Two weeks ago, an Altrincham fan on their forum complained that the FA Trophy was no longer fulfilling its intended purpose. It is now, he implied, a plaything for wealthy ex-League teams for whom it presents little more than a pleasant diversion. What it should actually be, he says, is a chance for window cleaners and unemployed pipe fitters, and teams from village greens, to fulfil their dreams and get to Wembley. There is surely a germ of truth in this, and to be fair, the best two teams in the competition have already had the self-conscious good sense, by their team selections, to give lowly opposition a fighting chance, and in doing so (I'll stop short of saying 'on purpose'), go out.
In Cheltenham's case, we could perhaps interpret their hammering by Oxford City as a disrespectful capitulation of the distinctly 'johnny-big-bollocks' type. Alternatively, it could have been a demonstration of a deeper understanding of the competition in the way the Altrincham fan suggests.
In contrast, the words 'johnny-big-bollocks' and 'Forest Green' sort of magnetically repel, although the greenies certainly made their intentions clear by making nine changes before their Trophy defeat to Havant & Waterlooville. Such an act seems a little presumptuous for a team who have never in their history risen beyond the rather modest reach of the Trophy. I would suggest they were taken down a peg for that, had they ever been up a peg in the first place.

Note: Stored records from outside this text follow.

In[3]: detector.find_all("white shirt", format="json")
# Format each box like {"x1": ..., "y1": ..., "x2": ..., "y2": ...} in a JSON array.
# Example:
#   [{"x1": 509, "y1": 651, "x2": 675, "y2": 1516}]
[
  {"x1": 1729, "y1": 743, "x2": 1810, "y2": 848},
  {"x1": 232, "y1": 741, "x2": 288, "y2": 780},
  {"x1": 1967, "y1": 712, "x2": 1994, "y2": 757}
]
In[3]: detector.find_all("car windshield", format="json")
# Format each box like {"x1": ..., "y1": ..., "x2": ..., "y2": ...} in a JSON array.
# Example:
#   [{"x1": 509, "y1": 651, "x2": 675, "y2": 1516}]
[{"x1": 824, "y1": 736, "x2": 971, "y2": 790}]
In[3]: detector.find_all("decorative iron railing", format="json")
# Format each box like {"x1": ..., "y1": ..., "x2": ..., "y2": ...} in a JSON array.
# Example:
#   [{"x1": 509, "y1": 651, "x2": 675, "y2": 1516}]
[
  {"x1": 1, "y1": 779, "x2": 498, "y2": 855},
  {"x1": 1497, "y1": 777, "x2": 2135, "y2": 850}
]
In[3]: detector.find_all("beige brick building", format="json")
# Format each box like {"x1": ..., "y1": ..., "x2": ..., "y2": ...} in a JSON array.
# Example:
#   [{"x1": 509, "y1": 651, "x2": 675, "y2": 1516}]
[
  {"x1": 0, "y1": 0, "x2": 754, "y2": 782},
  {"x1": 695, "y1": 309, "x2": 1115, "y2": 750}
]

So far Town, the competition's last remaining behemoth, have gone against the spirit of the thing by staying in. And so tomorrow we try to shuffle a little closer to a season-extending Wembley date when we take on Havant & Waterlooville at Blundell Park. Unusually, this is not a novel fixture, a ten-man Town having brushed them aside 4-0, again in the Trophy, in the run-up to Christmas 2012. You may remember Havant & Waterlooville for no other reason than they romped to defeat in a fetching cerise. Even our most superstitious fan would say openly that we are expecting to win tomorrow, and hope that their away kit is a touch less eye-catching.
Hopefully, and I mean that, we'll be comfortably ahead by the closing stages of the game. But as Havant & Waterlooville's Westleigh Park is a mere nine-hour, 494-mile round trip, if we're drawing with a minute to go, then for God's sake can we just not-so-subtly scythe someone down in the box. You watch. Knowing how shit the refs are at this level, they probably won't give the penalty.

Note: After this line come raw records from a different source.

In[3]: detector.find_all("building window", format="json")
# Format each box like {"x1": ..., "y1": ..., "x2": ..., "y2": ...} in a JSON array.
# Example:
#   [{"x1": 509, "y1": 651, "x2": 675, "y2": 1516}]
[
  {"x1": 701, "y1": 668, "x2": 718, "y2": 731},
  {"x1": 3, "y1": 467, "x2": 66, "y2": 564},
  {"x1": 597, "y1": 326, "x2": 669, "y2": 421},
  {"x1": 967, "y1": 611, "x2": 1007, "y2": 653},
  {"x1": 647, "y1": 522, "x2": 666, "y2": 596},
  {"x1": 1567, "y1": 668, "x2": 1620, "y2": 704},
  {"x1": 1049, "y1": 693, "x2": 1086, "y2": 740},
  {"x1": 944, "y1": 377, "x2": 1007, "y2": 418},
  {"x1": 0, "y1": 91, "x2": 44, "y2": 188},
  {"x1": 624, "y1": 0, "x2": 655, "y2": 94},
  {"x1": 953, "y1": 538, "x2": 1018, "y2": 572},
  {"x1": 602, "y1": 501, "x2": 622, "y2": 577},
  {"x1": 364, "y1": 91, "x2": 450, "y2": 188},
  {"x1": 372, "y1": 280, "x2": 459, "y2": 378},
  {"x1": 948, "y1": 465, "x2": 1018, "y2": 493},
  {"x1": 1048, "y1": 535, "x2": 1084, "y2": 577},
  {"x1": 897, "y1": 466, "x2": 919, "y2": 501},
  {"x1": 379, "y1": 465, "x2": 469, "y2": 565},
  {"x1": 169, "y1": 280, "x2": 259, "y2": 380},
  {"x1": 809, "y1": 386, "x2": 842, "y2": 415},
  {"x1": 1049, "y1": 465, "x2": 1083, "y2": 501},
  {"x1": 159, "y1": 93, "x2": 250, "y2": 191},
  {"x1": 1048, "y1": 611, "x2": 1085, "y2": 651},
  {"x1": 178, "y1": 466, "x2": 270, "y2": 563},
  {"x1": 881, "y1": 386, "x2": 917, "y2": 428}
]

For us, Evan Horwood may debut at left-back. Dominic Vose turns out for Scunthorpe, making up in pay what he lacks in imagination. Tosser. As for the rest, well, it shouldn't matter, should it.
Other news – Bromley have sacked manager Mark Goldberg ahead of Town's visit on Tuesday, and all Conference games on the final day of the season (so, Tranmere away for us) will kick off at 5:30. UTM!